COVID-19 to have marginal impact on Australian real estate, will only drop 5%: Chris Joye

By Jit Kumar
Photo by Tom Rumble on Unsplash

Property market expert Chris Joye continues to be bullish about Australian real estate market. He firmly believes that prices can only dip marginally and the stimulus will help the overall economy

If you thought coronavirus would take a toll on the real estate market in Australia, you may soon be proved wrong. At max, the property prices could slump by 5%, says Chris Joye of Coolabah Capital.

Yes, in a recent interview with Switzer TV, market expert Joye has pointed out that housing prices will not slump to a new low due to the Covid-19 crisis. For instance, in Sydney, he says property prices showed an upward trend in the last two months of the last fiscal—February and March—and the curve flattened in April only.

Though Melbourne showed a marginal fall in April, “it’s because the restrictions in Victoria were the harshest in the country”, he explains. “On the other hand, Brisbane saw increased prices over February, March and April,” he asserts.

The best part is, Joye says, that there has so far not been an iota of evidence to show signs of forced selling in the realty market. In the current economic situation, this is a good omen, he claims.

Chris Joye

“The quicker the reduction in the lockdowns, the better it will be for our housing market”

And with the Aussie PM now talking about exiting many restrictions within three weeks, Joye says that good news is in the store for the realty market. “The quicker the reduction in the lockdowns, the better it will be for our housing market,” he argues during the interview.

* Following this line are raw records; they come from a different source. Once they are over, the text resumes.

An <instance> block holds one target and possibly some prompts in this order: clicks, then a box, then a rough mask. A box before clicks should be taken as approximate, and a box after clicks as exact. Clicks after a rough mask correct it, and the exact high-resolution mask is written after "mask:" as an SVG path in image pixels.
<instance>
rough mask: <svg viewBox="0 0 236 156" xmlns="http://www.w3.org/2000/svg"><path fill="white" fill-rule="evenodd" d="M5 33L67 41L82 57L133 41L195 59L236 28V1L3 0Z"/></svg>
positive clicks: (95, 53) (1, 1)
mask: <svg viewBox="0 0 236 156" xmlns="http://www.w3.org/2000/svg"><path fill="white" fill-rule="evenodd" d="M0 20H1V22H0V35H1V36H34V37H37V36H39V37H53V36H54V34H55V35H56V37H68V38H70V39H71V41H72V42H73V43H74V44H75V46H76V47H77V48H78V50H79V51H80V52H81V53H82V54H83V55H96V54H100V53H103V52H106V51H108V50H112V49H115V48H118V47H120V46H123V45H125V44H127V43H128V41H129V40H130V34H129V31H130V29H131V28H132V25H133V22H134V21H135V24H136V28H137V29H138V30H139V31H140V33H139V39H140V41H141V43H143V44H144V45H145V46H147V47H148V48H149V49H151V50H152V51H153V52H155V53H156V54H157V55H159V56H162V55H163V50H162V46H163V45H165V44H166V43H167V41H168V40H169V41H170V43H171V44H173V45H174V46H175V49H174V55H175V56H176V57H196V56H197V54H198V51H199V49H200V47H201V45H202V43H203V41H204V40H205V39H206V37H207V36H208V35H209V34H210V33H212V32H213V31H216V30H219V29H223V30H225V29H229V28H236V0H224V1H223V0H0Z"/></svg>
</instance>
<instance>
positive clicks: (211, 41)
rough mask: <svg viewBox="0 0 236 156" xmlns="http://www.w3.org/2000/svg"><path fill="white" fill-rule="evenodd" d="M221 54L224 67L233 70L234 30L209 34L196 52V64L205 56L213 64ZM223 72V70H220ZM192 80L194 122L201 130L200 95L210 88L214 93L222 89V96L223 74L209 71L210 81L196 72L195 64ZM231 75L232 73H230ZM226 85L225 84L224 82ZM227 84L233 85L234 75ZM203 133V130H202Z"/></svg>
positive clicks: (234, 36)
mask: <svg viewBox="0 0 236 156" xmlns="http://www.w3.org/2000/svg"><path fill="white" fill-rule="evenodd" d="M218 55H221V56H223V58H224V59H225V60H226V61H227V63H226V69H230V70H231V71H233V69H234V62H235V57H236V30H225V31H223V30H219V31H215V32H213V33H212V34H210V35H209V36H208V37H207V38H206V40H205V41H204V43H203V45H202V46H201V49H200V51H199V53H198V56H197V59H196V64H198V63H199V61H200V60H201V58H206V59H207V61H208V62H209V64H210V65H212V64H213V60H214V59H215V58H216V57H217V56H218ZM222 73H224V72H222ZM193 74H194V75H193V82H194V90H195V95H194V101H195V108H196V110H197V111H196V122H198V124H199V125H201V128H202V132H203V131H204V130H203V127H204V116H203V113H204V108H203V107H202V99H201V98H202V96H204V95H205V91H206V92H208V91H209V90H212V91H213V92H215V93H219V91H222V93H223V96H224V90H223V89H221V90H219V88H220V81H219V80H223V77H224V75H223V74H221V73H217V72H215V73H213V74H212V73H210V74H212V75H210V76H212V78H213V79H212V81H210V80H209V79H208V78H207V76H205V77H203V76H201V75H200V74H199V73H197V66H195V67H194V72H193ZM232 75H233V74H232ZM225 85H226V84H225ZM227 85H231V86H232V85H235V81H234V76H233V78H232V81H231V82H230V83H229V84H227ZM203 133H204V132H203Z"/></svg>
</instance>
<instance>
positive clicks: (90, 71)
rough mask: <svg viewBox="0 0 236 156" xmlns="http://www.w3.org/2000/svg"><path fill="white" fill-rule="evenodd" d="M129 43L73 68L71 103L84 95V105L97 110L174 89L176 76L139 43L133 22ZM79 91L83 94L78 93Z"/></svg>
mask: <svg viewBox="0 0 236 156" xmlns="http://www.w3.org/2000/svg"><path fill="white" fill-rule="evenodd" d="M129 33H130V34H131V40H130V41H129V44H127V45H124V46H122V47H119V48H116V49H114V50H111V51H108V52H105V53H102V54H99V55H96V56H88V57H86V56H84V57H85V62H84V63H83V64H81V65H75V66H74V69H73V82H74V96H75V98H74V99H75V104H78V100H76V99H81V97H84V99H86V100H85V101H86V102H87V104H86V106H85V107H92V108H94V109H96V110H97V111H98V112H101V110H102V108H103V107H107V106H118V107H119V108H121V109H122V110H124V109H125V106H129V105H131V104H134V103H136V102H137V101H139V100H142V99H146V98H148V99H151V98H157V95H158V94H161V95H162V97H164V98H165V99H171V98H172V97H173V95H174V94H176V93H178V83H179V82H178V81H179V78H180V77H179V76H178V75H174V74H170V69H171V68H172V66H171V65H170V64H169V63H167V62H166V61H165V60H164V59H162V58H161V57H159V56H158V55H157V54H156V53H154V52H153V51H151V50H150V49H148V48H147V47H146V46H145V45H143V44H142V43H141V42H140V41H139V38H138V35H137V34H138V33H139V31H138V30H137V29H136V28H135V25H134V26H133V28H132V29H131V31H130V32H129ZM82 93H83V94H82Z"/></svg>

In fact, the avid market analyst is quite pessimistic. He says if his team is proved right and the federal government eases lockdown restrictions quickly over May, “it will lead to a new normal”. In such a scenario, Joye believes the economic growth in Australia will be higher than was once predicted.

Chris claims the government’s much-awaited huge fiscal stimulus and the central bank’s support for money markets will give a big push to the economy, which in turn will flow through to the housing sector.